Snacks can keep your cravings at bay without totally blowing your diet. Keep healthy snacks at work, in the car, and at home for easy access if you’re ever struggling.

8) Monitor Progress

Monitoring our progress aids motivation and adherence. Day-to-day progress is difficult to see, but over time measurements put our progress into perspective.

I’m sure you’ve had days when you feel like you’ve made no progress, and that makes you question what the point of dieting is. Tracking measurements over time reassures you that the diet is working and it’s worth sticking to.

Your measurements will depend on your goal. If your goal is related to body composition, try tracking weight and body fat. If you’re more interested in performance, record your workout times and weights.

9) Create Incentives

We all love a reward for good behavior. Incentives can also help us when we feel like giving up.
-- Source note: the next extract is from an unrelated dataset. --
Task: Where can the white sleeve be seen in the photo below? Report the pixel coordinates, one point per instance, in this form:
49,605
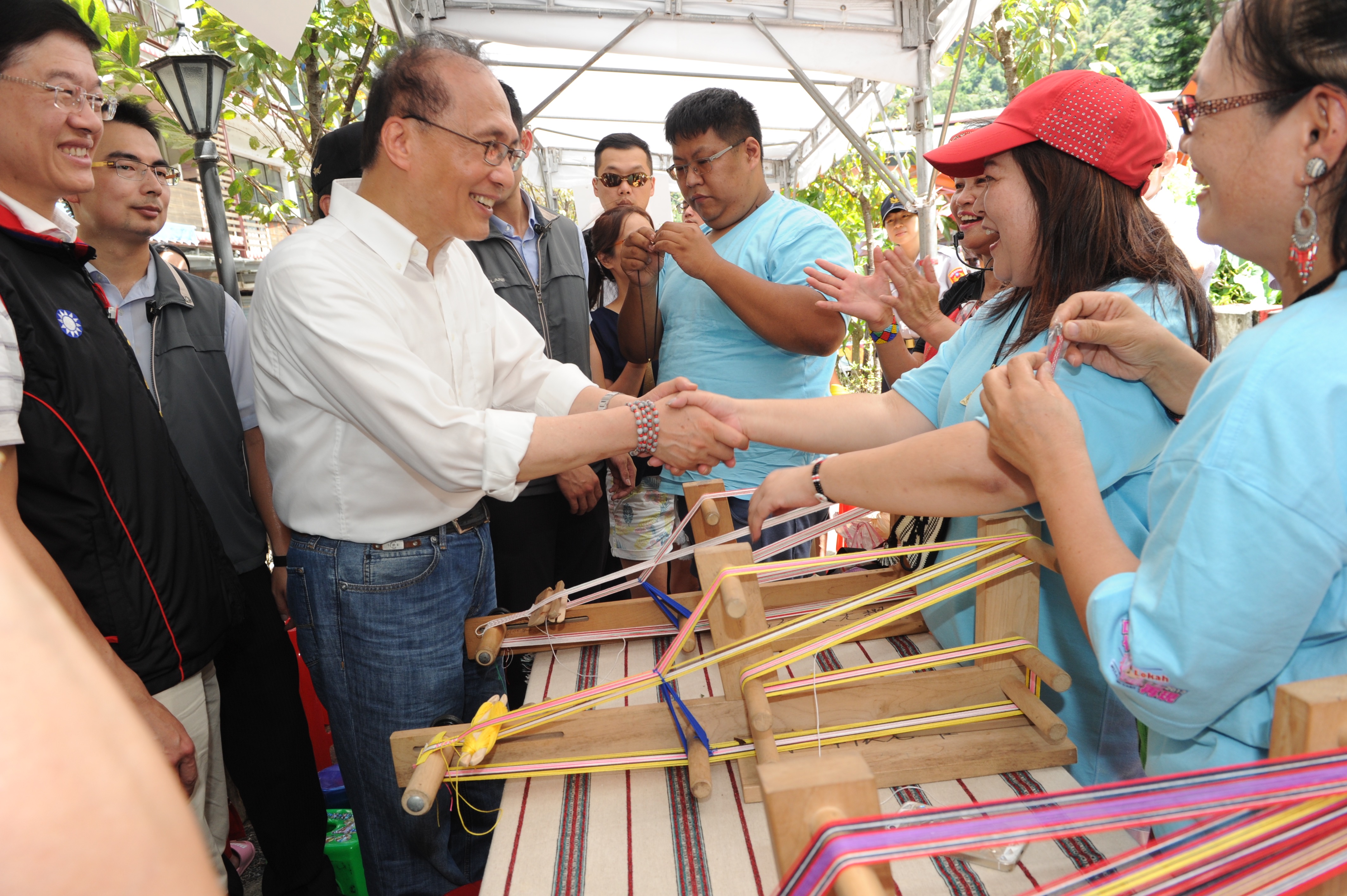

If possible, create an incentive that ties into your dieting goal.

For example, if your goal is to lose weight, tell yourself you're going to buy yourself a new pair of jeans when you reach your goal weight. Or it might be a new pair of trainers if you’re dieting to improve your 10k time.

10) Find Your "Why"

Why are you dieting? Is it to fit into that dress? Improve your fitness? We all have our reasons for wanting to go on a diet. Identifying your "why" can be a massive motivator, especially when we feel like caving in and giving up.

If you're feeling like you're going off-plan, remind yourself why you're dieting. Chances are you'll stick to your diet if you familiarize yourself with your core motivation.

Summary

Dieting isn’t easy, I’m not going to sugarcoat that (no pun intended). Dieting is hard but highly rewarding. If I can offer you one piece of advice for sticking to a diet, it’s planning.

Plan your meals, plan your lifestyle, plan your goals. Set yourself up for success and you’ll be able to achieve your dieting goals!